The 2000 New York Giants were looked at as a team of such modest prowess that the 11-5 Vikings went into the NFC title game as road favorites.
It didn't quite work out that way. The score was 34-0 for the Giants at halftime and, I must admit, the reporters in the visitors end of the large press box had lost all decorum.
If Twitter had existed on Jan. 14, 2001, we could have entertained ourselves by sending out smart-aleck messages of 140 characters or less. With no Tweets, we had to settle for "blurts -- quick, sarcastic comments that could be overhead in the range of a few seats to the left or the right.
By the second quarter, the blurts were coming with the subtlety of an old-time Tommy gun.
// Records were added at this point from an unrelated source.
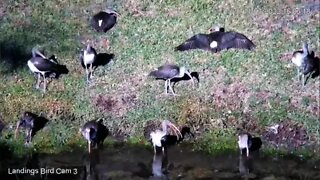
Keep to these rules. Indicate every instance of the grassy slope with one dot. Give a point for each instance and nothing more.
(262, 83)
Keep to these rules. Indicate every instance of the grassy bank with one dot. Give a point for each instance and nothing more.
(238, 89)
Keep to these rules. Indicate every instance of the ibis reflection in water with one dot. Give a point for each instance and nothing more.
(94, 132)
(168, 72)
(248, 143)
(159, 165)
(159, 137)
(32, 123)
(41, 65)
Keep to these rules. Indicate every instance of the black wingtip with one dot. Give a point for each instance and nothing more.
(153, 73)
(180, 48)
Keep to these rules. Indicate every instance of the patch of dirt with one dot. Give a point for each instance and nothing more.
(175, 12)
(231, 97)
(289, 134)
(136, 8)
(56, 107)
(121, 129)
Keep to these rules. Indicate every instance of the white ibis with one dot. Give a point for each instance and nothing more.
(306, 63)
(157, 135)
(27, 121)
(244, 142)
(104, 20)
(87, 58)
(168, 72)
(94, 132)
(216, 41)
(170, 140)
(41, 65)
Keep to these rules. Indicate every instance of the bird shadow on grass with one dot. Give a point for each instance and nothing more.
(13, 56)
(102, 134)
(256, 144)
(38, 123)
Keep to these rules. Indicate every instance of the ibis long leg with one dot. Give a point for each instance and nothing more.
(38, 81)
(190, 78)
(166, 86)
(87, 72)
(91, 71)
(89, 146)
(44, 83)
(170, 87)
(247, 152)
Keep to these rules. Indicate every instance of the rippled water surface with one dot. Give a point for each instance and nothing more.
(132, 162)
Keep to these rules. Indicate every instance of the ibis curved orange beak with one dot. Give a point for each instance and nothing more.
(175, 130)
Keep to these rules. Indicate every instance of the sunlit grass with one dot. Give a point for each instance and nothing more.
(144, 39)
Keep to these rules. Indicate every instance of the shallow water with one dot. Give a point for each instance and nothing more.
(133, 162)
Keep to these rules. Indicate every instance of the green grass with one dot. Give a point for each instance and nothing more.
(144, 39)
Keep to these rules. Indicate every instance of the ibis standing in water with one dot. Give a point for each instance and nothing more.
(103, 21)
(216, 41)
(87, 58)
(157, 136)
(94, 132)
(170, 140)
(41, 65)
(168, 72)
(244, 142)
(306, 63)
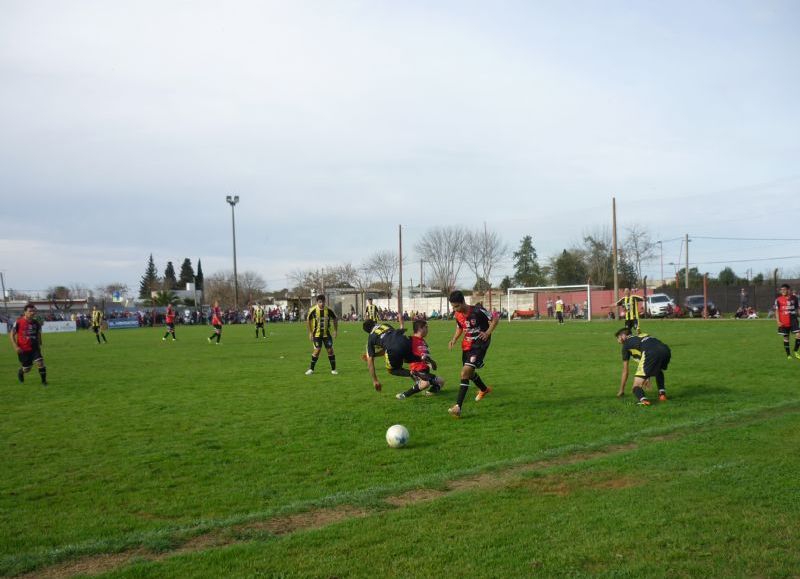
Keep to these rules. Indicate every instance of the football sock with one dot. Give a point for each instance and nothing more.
(478, 382)
(462, 392)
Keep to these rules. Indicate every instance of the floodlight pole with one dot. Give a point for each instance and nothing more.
(232, 201)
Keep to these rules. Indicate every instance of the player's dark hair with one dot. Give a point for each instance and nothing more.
(456, 297)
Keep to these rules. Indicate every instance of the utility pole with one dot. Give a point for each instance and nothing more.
(232, 201)
(687, 261)
(614, 246)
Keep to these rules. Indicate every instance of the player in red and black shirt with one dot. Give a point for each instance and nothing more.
(216, 321)
(787, 309)
(26, 336)
(170, 321)
(477, 326)
(422, 366)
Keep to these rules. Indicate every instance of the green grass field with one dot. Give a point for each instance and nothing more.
(146, 458)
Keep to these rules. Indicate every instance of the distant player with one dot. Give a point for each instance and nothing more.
(216, 323)
(653, 356)
(477, 326)
(169, 318)
(559, 310)
(421, 370)
(319, 321)
(259, 315)
(391, 343)
(371, 313)
(97, 324)
(787, 309)
(630, 302)
(26, 337)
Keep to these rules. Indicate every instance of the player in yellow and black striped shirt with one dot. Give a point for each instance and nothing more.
(371, 312)
(319, 321)
(631, 304)
(97, 324)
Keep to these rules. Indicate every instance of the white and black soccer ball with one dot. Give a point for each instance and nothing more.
(397, 436)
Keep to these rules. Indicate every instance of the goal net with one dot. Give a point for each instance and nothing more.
(540, 302)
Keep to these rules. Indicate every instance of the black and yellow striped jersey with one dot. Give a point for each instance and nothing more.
(258, 314)
(319, 320)
(631, 305)
(372, 313)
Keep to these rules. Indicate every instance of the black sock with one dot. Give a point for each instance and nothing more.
(478, 382)
(462, 392)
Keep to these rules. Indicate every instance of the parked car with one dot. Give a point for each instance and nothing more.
(658, 305)
(693, 305)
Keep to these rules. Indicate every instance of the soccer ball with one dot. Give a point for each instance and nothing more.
(397, 436)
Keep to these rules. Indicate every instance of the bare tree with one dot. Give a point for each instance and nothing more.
(384, 266)
(442, 249)
(638, 247)
(482, 251)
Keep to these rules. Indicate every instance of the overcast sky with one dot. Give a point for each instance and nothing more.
(123, 126)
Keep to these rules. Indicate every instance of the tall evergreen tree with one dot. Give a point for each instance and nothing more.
(199, 276)
(170, 281)
(187, 273)
(526, 269)
(149, 281)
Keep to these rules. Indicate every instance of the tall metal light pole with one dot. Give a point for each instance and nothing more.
(233, 201)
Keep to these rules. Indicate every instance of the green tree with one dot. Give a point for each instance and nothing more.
(170, 281)
(569, 269)
(526, 269)
(187, 273)
(149, 281)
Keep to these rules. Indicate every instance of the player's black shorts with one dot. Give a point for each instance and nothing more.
(26, 359)
(474, 356)
(327, 341)
(786, 330)
(653, 362)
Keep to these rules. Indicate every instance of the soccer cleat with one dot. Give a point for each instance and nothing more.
(482, 393)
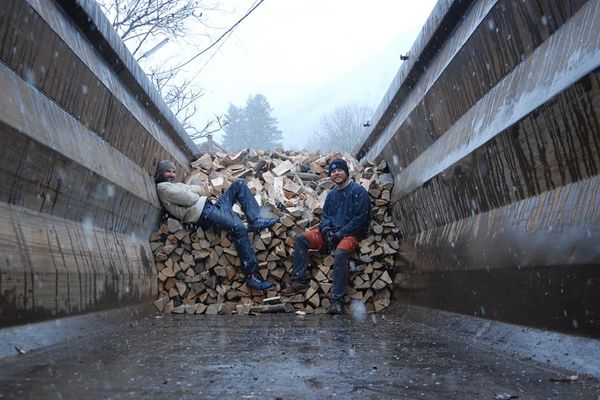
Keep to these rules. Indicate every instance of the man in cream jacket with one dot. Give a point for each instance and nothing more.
(190, 204)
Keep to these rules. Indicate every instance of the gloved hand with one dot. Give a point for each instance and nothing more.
(331, 240)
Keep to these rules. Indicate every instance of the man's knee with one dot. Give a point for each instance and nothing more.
(340, 257)
(301, 241)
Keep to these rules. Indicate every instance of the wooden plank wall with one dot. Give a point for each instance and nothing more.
(77, 199)
(495, 149)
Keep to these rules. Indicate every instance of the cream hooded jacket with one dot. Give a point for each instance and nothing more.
(184, 202)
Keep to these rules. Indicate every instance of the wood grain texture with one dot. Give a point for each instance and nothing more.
(495, 152)
(77, 197)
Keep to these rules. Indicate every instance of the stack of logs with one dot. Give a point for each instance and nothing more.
(199, 272)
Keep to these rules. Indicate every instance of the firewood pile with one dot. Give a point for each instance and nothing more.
(199, 271)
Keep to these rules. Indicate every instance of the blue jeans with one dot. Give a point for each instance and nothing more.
(220, 215)
(314, 240)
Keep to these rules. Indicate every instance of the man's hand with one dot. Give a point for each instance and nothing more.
(331, 240)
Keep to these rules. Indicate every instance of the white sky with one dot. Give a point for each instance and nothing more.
(306, 56)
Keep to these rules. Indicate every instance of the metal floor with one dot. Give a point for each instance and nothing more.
(283, 356)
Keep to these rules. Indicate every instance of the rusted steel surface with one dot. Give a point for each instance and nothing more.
(495, 152)
(77, 199)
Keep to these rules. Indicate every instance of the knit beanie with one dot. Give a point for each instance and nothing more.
(162, 166)
(338, 163)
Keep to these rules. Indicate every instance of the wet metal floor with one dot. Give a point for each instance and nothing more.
(280, 357)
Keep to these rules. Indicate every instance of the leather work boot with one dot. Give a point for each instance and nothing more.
(257, 282)
(294, 288)
(260, 223)
(335, 308)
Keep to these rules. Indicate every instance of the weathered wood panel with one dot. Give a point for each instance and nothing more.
(77, 199)
(494, 144)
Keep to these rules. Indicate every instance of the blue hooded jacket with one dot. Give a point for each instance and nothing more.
(347, 212)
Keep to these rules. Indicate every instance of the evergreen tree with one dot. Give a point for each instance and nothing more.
(252, 127)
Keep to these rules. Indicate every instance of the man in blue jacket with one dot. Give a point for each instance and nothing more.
(346, 217)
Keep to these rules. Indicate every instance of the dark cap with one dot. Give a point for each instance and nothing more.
(338, 163)
(162, 166)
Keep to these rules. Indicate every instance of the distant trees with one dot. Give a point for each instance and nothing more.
(147, 25)
(341, 130)
(252, 126)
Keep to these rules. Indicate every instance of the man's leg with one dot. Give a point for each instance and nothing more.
(308, 240)
(221, 216)
(340, 267)
(238, 191)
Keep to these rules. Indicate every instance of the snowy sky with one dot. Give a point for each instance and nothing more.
(306, 56)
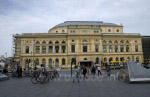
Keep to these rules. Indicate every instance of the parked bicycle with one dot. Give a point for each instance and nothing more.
(39, 78)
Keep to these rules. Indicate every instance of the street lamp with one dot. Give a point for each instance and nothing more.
(73, 62)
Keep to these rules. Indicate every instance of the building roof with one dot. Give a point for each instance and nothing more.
(80, 23)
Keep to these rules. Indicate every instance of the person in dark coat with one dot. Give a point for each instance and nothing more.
(84, 72)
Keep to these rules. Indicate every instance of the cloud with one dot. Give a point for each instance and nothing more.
(30, 16)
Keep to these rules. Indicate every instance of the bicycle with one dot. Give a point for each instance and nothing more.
(39, 78)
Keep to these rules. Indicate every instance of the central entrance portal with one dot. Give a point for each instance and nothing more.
(86, 63)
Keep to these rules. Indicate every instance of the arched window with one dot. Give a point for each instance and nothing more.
(122, 59)
(97, 60)
(115, 42)
(110, 59)
(57, 62)
(57, 42)
(127, 42)
(110, 42)
(37, 42)
(84, 41)
(44, 61)
(105, 59)
(128, 58)
(44, 42)
(137, 59)
(63, 62)
(121, 42)
(104, 42)
(50, 63)
(63, 42)
(37, 61)
(117, 30)
(117, 59)
(50, 42)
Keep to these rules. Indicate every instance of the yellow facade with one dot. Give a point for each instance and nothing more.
(54, 48)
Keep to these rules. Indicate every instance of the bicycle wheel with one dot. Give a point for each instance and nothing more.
(34, 80)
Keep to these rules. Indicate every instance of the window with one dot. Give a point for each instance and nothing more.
(121, 48)
(57, 49)
(50, 63)
(57, 42)
(72, 48)
(43, 49)
(117, 59)
(137, 59)
(27, 49)
(63, 42)
(104, 49)
(136, 48)
(50, 49)
(63, 49)
(117, 30)
(110, 48)
(97, 60)
(57, 63)
(116, 48)
(84, 48)
(127, 48)
(44, 62)
(121, 42)
(37, 42)
(104, 42)
(44, 42)
(63, 62)
(37, 49)
(105, 59)
(96, 48)
(110, 42)
(116, 42)
(50, 42)
(37, 62)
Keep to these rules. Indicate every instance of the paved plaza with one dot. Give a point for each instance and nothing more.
(64, 87)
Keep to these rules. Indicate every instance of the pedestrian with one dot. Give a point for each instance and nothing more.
(84, 72)
(76, 74)
(99, 70)
(108, 69)
(93, 71)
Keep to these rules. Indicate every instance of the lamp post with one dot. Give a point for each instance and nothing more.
(73, 62)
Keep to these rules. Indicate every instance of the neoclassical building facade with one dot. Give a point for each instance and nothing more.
(78, 42)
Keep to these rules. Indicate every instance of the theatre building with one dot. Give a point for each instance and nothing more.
(84, 42)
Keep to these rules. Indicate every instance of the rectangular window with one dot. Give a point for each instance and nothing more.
(116, 48)
(63, 49)
(84, 48)
(50, 49)
(96, 48)
(72, 48)
(43, 49)
(136, 48)
(37, 49)
(121, 48)
(110, 48)
(27, 49)
(104, 49)
(127, 48)
(57, 49)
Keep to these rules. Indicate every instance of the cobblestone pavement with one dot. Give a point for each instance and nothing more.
(64, 87)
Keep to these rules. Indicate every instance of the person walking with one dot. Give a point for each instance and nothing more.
(93, 71)
(76, 74)
(84, 72)
(99, 70)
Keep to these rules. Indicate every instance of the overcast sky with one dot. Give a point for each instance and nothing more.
(31, 16)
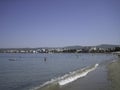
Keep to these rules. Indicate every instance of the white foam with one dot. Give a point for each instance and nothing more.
(70, 77)
(74, 76)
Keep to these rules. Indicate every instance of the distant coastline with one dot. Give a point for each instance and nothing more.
(104, 48)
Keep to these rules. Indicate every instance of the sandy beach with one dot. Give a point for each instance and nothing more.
(95, 80)
(114, 74)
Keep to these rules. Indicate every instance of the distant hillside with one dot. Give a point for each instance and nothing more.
(98, 46)
(107, 46)
(73, 47)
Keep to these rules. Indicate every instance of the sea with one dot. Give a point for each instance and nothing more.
(27, 71)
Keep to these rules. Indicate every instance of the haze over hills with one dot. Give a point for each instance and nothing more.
(97, 46)
(80, 47)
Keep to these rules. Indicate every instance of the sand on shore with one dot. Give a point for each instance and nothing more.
(114, 74)
(95, 80)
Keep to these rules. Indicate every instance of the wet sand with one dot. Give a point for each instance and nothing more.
(95, 80)
(114, 74)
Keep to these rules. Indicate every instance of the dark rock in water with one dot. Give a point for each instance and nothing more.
(45, 59)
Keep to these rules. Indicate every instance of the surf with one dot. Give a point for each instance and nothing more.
(67, 78)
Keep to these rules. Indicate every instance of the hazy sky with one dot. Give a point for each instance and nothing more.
(55, 23)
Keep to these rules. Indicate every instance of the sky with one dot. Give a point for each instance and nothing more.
(58, 23)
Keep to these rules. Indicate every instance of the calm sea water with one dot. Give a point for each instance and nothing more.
(31, 70)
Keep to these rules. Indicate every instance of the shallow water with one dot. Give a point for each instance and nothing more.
(26, 71)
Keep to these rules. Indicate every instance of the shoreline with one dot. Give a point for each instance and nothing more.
(114, 74)
(95, 80)
(102, 78)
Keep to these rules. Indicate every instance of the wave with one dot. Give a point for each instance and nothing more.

Several members of the Vikings' brain trust were in position to hear this cacophony of ridicule. I recall Rob Brzezinski, a Vikings' vice president, expressing his unhappiness directly to me ... and for good reason, I'm sure.
The lasting memory from that game remains the bites that the Vikings' defensive backs were taking every time Giants quarterback Kerry Collins went with a pump fake. This was particularly true for Wasswa Serwanga, who had been sent into action that season after the secondary sustained a couple of injuries.
The best observation on this came from Kevin Seifert, then the Vikings' beat man for the Star Tribune: "Have you ever seen a guy throwing Frisbees to an amped-up dog on the beach, and he fakes one, and the dog takes off? Poor Wasswa looks like he's chasing an imaginary Frisbee."
Seifert said this in a conversational tone, not in a blurt. I thought it was so danged funny that I took care of the blurting. The Wasswa-chasing-a-Frisbee comparison might have been what put Brzezinski over the edge, come to think of it.